Il existe une myriade de façons d’arranger leurs molécules mais seulement quelques-unes d’entre elles auront les effets recherchés par les chercheurs. Modifier rien qu’un élément peut changer la performance de PNAG comme un potentiel antigène. Après avoir créé 32 différentes structures différentes, l’équipe a identifié deux combinaisons particulièrement prometteuses.

Déjà un essai clinique chez l’humain
Maintenant que la porte d’entrée de la bactérie a été identifiée, impossible d’envoyer l’antigène tel quel dans les cellules. Il lui faut, pour arriver à bon port, être transporté par un vaisseau adapté. Pour envoyer PNAG dans l’organisme, l’équipe s’est basée sur une plateforme de bactériophage, un virus capable d’infecter les bactéries.

Appelé Qbeta, il a été modifié afin qu’on puisse le lier avec un glucide et porter un PNAG jusque dans l’organisme. Un choix d’autant plus important que PNAG seul n’est pas capable de provoquer une réponse immunitaire forte. Mais Qbeta, lui, arrive à muscler cette réaction afin que la protection soit plus forte.

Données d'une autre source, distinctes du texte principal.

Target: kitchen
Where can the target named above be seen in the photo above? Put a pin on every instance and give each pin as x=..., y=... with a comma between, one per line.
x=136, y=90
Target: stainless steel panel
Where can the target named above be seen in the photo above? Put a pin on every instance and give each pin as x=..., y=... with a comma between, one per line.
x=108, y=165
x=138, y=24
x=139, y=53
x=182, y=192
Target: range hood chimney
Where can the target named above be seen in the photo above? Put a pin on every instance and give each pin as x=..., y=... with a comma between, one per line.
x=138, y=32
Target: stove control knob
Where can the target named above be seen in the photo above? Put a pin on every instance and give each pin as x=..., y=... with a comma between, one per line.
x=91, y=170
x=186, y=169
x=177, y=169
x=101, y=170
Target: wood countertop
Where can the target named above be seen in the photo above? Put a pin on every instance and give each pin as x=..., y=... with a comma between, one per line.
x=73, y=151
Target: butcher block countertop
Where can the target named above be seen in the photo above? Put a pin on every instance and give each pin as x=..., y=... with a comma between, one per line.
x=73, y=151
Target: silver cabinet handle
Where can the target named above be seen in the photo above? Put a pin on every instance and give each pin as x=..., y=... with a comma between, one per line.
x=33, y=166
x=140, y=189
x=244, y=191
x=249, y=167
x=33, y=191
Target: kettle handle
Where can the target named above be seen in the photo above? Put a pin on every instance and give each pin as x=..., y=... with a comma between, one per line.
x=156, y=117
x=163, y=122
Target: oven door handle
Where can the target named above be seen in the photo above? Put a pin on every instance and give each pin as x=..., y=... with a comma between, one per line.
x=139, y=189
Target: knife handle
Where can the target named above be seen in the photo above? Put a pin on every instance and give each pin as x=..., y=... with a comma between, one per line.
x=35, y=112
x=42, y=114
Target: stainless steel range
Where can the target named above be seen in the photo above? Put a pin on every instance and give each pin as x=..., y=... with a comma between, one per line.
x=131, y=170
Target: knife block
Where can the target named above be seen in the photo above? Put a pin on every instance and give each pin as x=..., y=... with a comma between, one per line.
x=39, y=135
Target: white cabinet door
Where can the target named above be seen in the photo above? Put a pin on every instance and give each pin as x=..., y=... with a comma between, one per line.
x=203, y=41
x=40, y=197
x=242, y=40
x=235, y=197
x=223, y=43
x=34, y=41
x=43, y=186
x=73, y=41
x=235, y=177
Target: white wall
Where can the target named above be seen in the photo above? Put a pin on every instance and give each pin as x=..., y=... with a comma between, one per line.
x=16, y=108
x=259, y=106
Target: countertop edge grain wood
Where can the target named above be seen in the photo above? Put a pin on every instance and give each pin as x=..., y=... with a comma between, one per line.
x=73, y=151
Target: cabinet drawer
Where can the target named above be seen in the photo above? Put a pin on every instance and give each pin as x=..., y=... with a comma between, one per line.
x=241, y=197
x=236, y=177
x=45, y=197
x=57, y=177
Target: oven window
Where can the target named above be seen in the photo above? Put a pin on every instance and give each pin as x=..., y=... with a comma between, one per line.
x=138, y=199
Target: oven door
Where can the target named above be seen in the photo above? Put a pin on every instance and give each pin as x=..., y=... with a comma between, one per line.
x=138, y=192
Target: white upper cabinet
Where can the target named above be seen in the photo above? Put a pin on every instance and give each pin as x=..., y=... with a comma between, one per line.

Testée chez la souris, la combinaison bactériophage et glucide a montré une protection très élevée contre le staphylocoque doré et le staphylocoque résistant à la méticiline.

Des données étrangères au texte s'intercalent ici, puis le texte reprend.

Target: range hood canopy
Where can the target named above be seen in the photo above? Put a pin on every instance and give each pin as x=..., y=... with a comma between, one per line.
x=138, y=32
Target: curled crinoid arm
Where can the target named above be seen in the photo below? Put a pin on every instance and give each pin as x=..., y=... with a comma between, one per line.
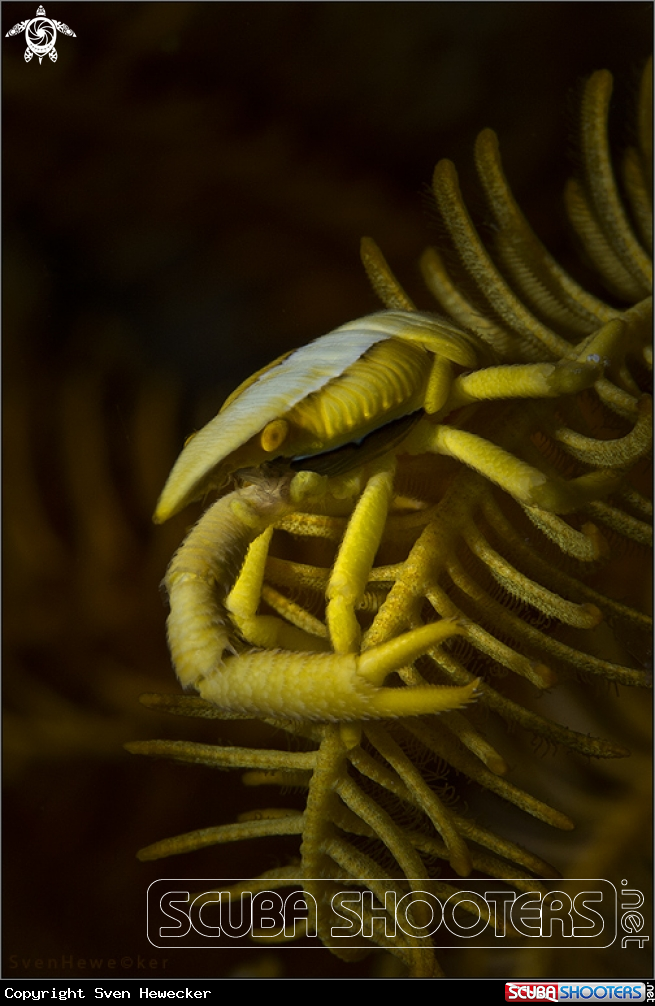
x=429, y=532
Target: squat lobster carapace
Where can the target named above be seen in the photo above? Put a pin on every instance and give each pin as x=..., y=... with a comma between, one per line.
x=348, y=386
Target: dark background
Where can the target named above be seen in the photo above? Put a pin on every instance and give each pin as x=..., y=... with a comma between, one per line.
x=183, y=195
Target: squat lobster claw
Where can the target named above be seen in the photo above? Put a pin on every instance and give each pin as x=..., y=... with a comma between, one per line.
x=340, y=389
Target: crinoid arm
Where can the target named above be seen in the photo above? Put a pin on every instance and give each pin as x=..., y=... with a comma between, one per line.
x=395, y=601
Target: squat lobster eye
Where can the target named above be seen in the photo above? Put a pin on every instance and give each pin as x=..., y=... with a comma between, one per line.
x=274, y=435
x=333, y=391
x=371, y=380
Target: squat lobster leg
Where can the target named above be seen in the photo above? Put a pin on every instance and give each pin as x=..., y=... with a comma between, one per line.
x=341, y=686
x=338, y=687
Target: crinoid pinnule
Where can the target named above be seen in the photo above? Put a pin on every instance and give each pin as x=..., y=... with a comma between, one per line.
x=382, y=581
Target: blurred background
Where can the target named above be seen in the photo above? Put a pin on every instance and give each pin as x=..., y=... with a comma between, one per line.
x=184, y=193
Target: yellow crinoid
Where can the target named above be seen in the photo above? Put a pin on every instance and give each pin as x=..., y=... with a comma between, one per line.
x=421, y=501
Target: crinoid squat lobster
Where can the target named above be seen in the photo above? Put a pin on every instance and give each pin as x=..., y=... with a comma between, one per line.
x=419, y=502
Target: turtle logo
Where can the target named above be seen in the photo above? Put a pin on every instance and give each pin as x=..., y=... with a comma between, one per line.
x=40, y=35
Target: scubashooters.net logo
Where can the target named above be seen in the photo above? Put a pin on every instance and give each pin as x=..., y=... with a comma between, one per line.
x=196, y=913
x=40, y=35
x=575, y=992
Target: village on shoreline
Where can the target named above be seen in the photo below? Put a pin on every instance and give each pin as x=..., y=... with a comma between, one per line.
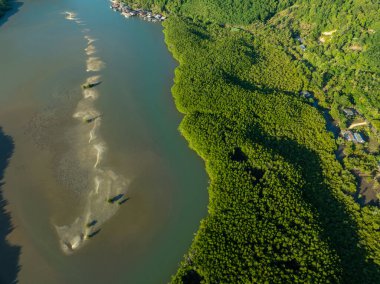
x=128, y=12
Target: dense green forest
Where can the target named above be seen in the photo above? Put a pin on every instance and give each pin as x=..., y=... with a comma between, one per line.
x=3, y=6
x=282, y=208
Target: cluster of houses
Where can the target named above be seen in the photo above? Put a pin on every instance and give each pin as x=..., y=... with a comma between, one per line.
x=127, y=12
x=348, y=135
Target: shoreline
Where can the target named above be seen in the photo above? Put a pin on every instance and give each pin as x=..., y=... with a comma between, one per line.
x=128, y=11
x=13, y=6
x=10, y=253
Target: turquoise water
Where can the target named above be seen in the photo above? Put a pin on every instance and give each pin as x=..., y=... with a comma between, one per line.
x=50, y=182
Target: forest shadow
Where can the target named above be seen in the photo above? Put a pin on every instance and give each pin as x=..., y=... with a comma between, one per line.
x=9, y=254
x=14, y=8
x=339, y=230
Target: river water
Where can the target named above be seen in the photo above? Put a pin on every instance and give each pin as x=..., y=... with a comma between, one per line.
x=101, y=186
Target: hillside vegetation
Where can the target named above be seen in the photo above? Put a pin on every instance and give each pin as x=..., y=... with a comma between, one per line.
x=282, y=208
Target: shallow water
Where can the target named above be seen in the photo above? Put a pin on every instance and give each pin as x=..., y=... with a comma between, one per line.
x=101, y=186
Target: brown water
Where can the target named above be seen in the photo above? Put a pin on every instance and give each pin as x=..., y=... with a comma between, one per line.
x=51, y=182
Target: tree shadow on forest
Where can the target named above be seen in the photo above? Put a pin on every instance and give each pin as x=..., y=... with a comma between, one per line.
x=9, y=254
x=14, y=7
x=338, y=229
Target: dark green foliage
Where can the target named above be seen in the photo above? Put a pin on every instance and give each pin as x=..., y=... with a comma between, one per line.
x=280, y=204
x=281, y=207
x=4, y=6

Le vaccin est désormais en train d’être testé sur l’Homme dans un essai clinique. Il n’aura pas vocation à annuler l’antibiorésistance chez le patient. Mais plutôt à être administré très en amont dans la vie, afin de tuer les bactéries dangereuses, qu’elles soient déjà résistantes aux antibiotiques ou non.

« Quand les essais cliniques seront terminés, nous proposerons de l’administrer aux enfants pour les protéger d’infections dangereuses, comme on le fait déjà pour la poliomyélite ou les infections à pneumocoques dans les cliniques », détaille le Pr Huang.

Comme le glucide PNAG est retrouvé à la surface de nombreuses bactéries, l’équipe espère faire d’une pierre deux coups.

Ce vaccin pourrait potentiellement être efficace contre de nombreux types de bactéries, pas seulement le staphylocoque doré. Si l’équipe y parvenait, il pourrait donc devenir un vaccin à large spectre, qui cible de multiples pathogènes dangereux pour l’humain.